2002 CPEO Military List Archive

From: CPEO Moderator <cpeo@cpeo.org>
Date: 29 Oct 2002 16:33:24 -0000
Reply: cpeo-military
Subject: [CPEO-MEF] Marines worry environmentalists to use old law to limit training
 
Marines worry environmentalists will use old law to limit needed
training on bombing range outside Yuma; environmentalist says White
House is the problem, not the Marines
By T.M. Shultz
Oct 27, 2002

Which is worth more ? saving lives or saving a few birds?

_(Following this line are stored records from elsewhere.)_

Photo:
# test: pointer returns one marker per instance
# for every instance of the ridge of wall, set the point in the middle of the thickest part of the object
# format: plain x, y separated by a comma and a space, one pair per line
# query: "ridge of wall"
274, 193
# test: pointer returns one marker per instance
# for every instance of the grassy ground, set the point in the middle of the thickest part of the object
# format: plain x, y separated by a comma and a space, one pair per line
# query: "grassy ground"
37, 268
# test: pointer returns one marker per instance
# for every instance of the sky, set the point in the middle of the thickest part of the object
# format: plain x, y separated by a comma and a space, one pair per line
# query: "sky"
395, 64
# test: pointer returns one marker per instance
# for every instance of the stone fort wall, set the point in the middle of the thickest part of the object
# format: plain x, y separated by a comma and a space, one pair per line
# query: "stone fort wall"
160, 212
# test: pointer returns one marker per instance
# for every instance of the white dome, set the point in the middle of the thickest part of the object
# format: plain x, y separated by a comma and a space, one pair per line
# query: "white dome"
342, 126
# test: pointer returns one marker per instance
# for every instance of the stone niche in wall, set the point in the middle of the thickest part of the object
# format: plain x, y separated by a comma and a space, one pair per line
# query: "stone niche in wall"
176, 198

It's a question Congress is grappling with as the country's war on
terrorism begins its seemingly inevitable march from Afghanistan to
Iraq.

Marine Corps officials here in Yuma say all they're asking for are some
common-sense clarifications to the 1918 Migratory Bird Treaty Act and
five other environmental laws that stand in the way of effective
training.

Environmentalists say the military, particularly the Marine Corps, isn't
to blame. It's being used by its civilian bosses from the Bush
administration to help push through a wholesale retreat from needed
environmental protections.

"We feel that the military has been reaching out to the conservation
community for years to try to build alliances and help people understand
the value of environmentalism," said Peter Galvin, conservation
biologist for the Center for Biological Diversity.

Now, he said, all the good will built up by the Marine Corps could
disappear because of the politicians who run the armed services.

"They're going to set back the conservation community's relationship
with the military by 20 years," Galvin said.

In a recent telephone interview, Galvin told The Sun he sees no problems
with the Marine Corps' management of the Barry M. Goldwater Range east
of Yuma.

Marines have a reputation as being more "green" than the other military
services, Galvin said, and he agrees that they have long gone out of
their way to accommodate environmental concerns.

"Unfortunately, under the Bush administration what we've seen is a
mean-spirited assault on environmental laws, using ? we feel
inappropriately ? hot-button issues such as national security to sway
people into believing that environmental laws have to be weakened in
order for our country to be safe and secure," Galvin said.